Removing and replacing tiles was only part of the restoration challenge. Glassman also had to stop what was causing the tiles to pop free—water seeping into the roof and rusting the steel reinforcing beams at the ceiling’s edge. That meant repointing granite blocks around the top of the portico and replacing copper scuppers to direct rainwater away from the roof.

Persuading the state to allocate $490,000 to make these structural and cosmetic improvements wasn’t easy, but Provencher says the real challenge was marshaling the interested parties—state agencies, local selectmen, the visitors bureau, and the public. All agreed that restoration work was imperative—they were just nervous about its effect on tourism: More than a million people visit Plymouth Rock each year, with dozens of tour buses lining up in the weeks leading to Thanksgiving. Would ongoing construction keep them away? In the end, after much outreach on the part of Provencher’s office, everyone got on board. "It snowballed in a good way," he says.
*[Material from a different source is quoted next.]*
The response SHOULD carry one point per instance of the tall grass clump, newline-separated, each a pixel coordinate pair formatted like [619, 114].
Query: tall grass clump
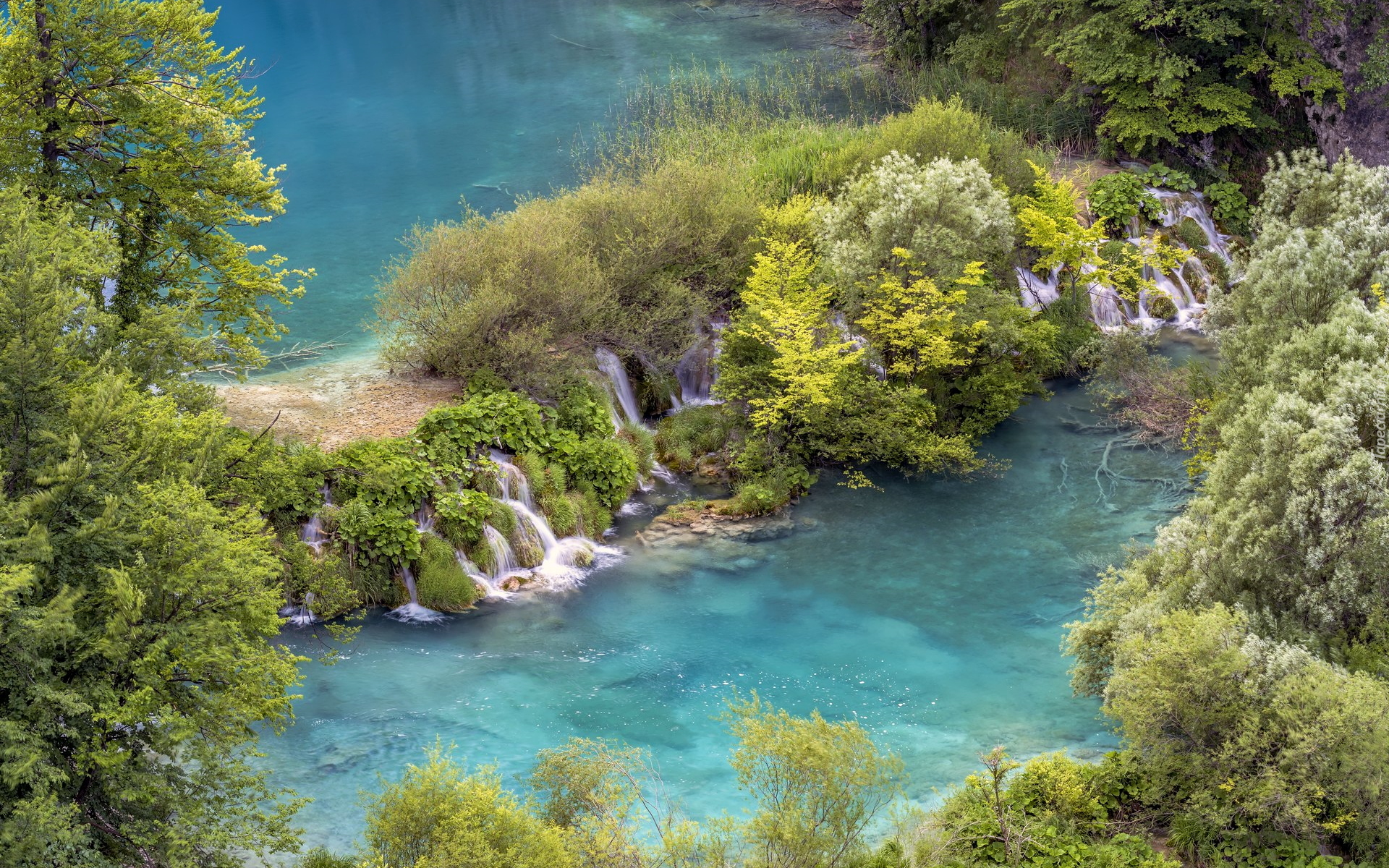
[528, 295]
[1064, 122]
Despite its popularity, or maybe because of it, Plymouth Rock is, for some, anticlimactic. "People come here expecting to see the Rock of Gibraltar," Provencher says. "They walk up to the railing and say, ‘Where is it?’ " Now that the protective netting is gone and the portico’s pomp and granite-columned glory has been fully restored, he hopes that visitors will be awed by Guastavino’s crisp, herringbone-pattered vault. "For 90 years you’ve had people coming here and looking down," he says. "We want them to start looking up."